一食2000円のカレーを1000円で出して利益をだすには… もうやんカレー、意外なコスト削減の方法とは
― 今は、相当に難しい時期です。コロナ禍で多くの飲食店が閉店しました。
辻 お客さん自体が減ったことがきっと大きいのでしょうが、家で食事を作り、食べる人が増えたこともあると思います。時代が変わりつつあるのです。最近は、スーパーで売っている食品の質がとてもいい。レンジで温めるだけでものすごくおいしい。もう、飲食店でわざわざ食べる時代ではなくなりつつあるのかもしれません。もうやんカレーのソースもスーパーで販売しています。
つまり飲食店の経営には、お客さんが本当に食べたいものを徹底して追求していくことがいっそう求められているのです。

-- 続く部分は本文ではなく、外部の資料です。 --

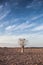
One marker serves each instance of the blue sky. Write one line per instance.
(21, 18)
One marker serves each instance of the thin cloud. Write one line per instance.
(4, 15)
(37, 17)
(38, 28)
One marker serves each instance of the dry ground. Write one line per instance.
(12, 56)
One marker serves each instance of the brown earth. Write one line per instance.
(13, 56)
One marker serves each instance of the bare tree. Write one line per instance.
(22, 42)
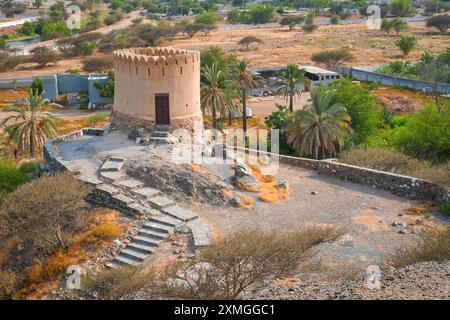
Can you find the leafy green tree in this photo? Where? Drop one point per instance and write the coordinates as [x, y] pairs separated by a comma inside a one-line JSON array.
[[279, 120], [215, 91], [207, 18], [246, 81], [335, 19], [106, 89], [292, 21], [234, 16], [289, 82], [398, 25], [248, 40], [28, 28], [37, 4], [406, 44], [224, 62], [32, 124], [440, 22], [260, 14], [400, 8], [318, 129], [4, 46], [386, 25], [42, 56], [361, 106], [332, 58], [426, 134]]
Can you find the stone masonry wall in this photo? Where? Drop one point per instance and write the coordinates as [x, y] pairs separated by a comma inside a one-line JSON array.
[[394, 183]]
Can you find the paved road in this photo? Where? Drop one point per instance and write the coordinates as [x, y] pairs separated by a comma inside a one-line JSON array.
[[17, 22], [320, 22], [122, 24]]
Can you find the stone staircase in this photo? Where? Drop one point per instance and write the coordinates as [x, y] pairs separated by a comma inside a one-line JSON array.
[[161, 134], [115, 189]]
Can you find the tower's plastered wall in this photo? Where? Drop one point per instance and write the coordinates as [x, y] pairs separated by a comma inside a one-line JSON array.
[[140, 73]]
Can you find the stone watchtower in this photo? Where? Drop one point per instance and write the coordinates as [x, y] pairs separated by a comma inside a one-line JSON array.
[[156, 87]]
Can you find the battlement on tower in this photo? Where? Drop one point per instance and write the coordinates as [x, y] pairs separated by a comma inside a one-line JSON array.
[[156, 86], [157, 56]]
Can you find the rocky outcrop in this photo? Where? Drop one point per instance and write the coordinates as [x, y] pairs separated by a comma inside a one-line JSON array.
[[244, 178]]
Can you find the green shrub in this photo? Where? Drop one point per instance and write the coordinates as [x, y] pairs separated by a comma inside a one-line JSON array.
[[361, 106], [96, 118], [396, 162], [335, 19], [432, 247], [12, 176], [445, 208], [36, 85], [7, 284], [98, 64], [426, 134], [44, 212]]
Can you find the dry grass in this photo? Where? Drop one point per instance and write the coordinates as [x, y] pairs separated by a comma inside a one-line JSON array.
[[9, 95], [396, 162], [100, 226], [434, 246], [234, 263], [246, 202], [268, 192], [107, 231], [66, 126]]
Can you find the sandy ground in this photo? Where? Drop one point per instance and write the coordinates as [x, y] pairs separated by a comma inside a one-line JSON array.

―「お客が食べたいものを追求する」ためには、どうすればよいのでしょうか?
辻 お客さんに直接お聞きするのがいいと思います。実は1号店をオープンさせた当初、経営危機の時期があったのです。昼間は会社員のお客さんがたくさん来てくれましたが、夜になるとオフィス街だったこともありお客さんが少なくなる。
来店してくれたお客さんにはよく「本当は、何を食べたいのですか?」と聞きました。売れなければ仕方がないですから、恥も外聞もありませんでした。ある時、中年の男女のペアが「サラダが欲しい」「一品料理も食べたい」「ワインもいいな」と答えてくれました。それですぐにメニューの変更を考えました。変更にあたっては、いきなり新しいものをメニュー盛り込むのではなく、まず業者さんにお聞きしました。他のお店で扱っているものならば、お客さんがわざわざ来ないでしょう。それで考えたのが、「鴨の炙り焼き」と「セロリとホタテのサラダ」。これがありがたいことに飛ぶように売れて、経営が軌道に乗るようになったのです。
私は常に、「お客さんが求めているものはなんだろう」と徹底的に調べるようにしています。例えば味。特にこの5年で、多くのお店で味が濃くなってきました。普通では物足りないというお客さんが増えているのだと思います。だからこそ、「もうやんカレーに行かないと食べることができない味」にするわけです。
売れる商品を作るのは難しいです。それでも愚直にお客さんのことを考え続ける、それしかないのではないでしょうか。